In every case the logic is the same: squared deviations, summed, judged against the upper tail
of \chi^2.
-
\chi^2_k is the distribution of
Z_1^2 + \cdots + Z_k^2, a sum of k
independent squared standard normals.
-
Its one parameter is the degrees of freedom k; its
support is [0, \infty) — it is never negative.
-
Mean = k and variance
= 2k.
-
It is right-skewed for small k and grows more
symmetric as k increases.
-
It is the reference distribution for goodness-of-fit,
independence, and variance tests — all judged on the
upper tail.
It really is that simple: square up a few bell curves, add them, and out pops the distribution behind
every "does the data fit?" test. Karl Pearson introduced it in 1900 precisely to measure the
total squared discrepancy between what you observed and what a theory predicted — one number
that bundles up all the little mismatches. Squaring is the crucial trick: it makes every deviation
positive (so overshoots and undershoots can't cancel out) and it punishes big misses far
more than small ones. Sum those squared misses, and the maths guarantees the result rides on a
chi-square curve — which is why a distribution born from pure normal noise ended up as the referee for
dice, genetics, medical trials, and A/B tests alike.

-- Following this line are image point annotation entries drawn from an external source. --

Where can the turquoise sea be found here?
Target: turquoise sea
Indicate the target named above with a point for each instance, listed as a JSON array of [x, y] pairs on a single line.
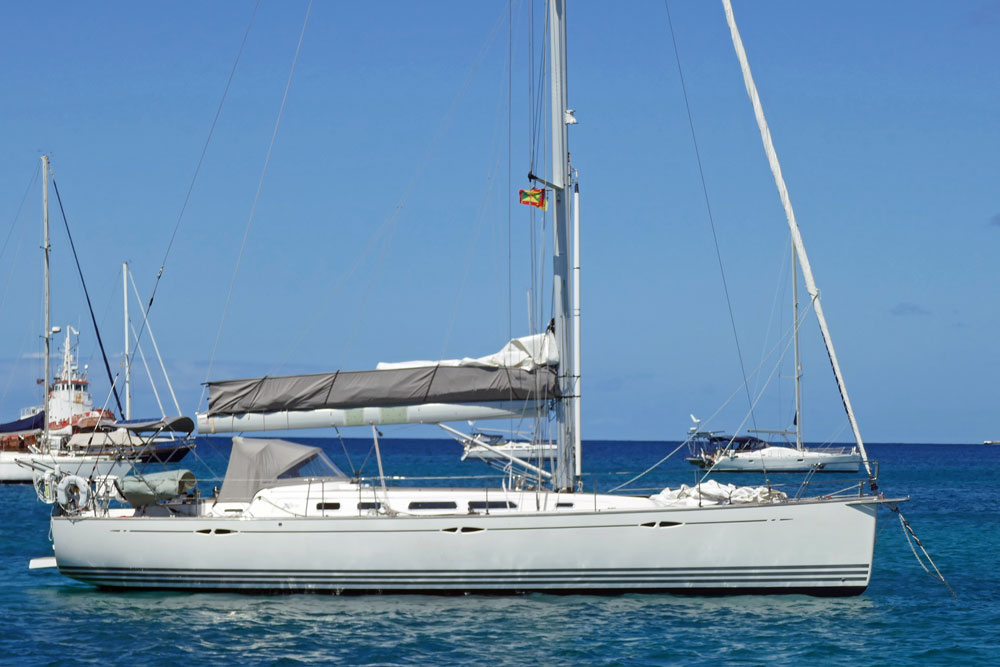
[[905, 617]]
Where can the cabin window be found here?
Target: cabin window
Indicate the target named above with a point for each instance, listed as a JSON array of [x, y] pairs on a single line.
[[433, 505], [491, 505]]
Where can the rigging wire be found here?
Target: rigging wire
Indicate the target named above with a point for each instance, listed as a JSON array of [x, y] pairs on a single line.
[[386, 230], [256, 199], [911, 538], [194, 178], [707, 422], [86, 293], [708, 208], [17, 214]]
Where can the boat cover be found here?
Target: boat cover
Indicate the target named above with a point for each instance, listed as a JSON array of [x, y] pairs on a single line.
[[33, 423], [256, 463], [522, 371], [711, 492], [179, 424], [147, 489]]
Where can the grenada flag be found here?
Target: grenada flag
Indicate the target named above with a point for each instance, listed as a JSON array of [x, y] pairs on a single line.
[[534, 197]]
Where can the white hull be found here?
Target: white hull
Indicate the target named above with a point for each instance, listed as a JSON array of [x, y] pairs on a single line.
[[815, 547], [780, 459], [82, 465]]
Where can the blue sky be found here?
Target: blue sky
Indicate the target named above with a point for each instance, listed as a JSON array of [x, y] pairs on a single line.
[[381, 232]]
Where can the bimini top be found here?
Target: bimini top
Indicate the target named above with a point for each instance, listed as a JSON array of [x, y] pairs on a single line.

The chi-square looks friendly but trips people up in three predictable ways. Keep these straight:
-
It is NOT symmetric. It's right-skewed and lives on
[0,\infty) — no negative values, no mirror-image left tail. Don't reach
for it as if it were another bell.
-
Chi-square tests use the UPPER tail. A poor fit produces a large
statistic (big squared deviations), so the "reject" region is way out on the right — not split
across two tails like a symmetric test. A tiny chi-square, by contrast, means the fit was
suspiciously good.
-
Its mean is k, not 0. People
borrow the "centred at zero" habit from the standard normal — but chi-square is built from
squared normals, so it measures squared deviations and centres at its degrees of freedom
k. Getting a statistic near k is
unremarkable; getting one far above k is the news.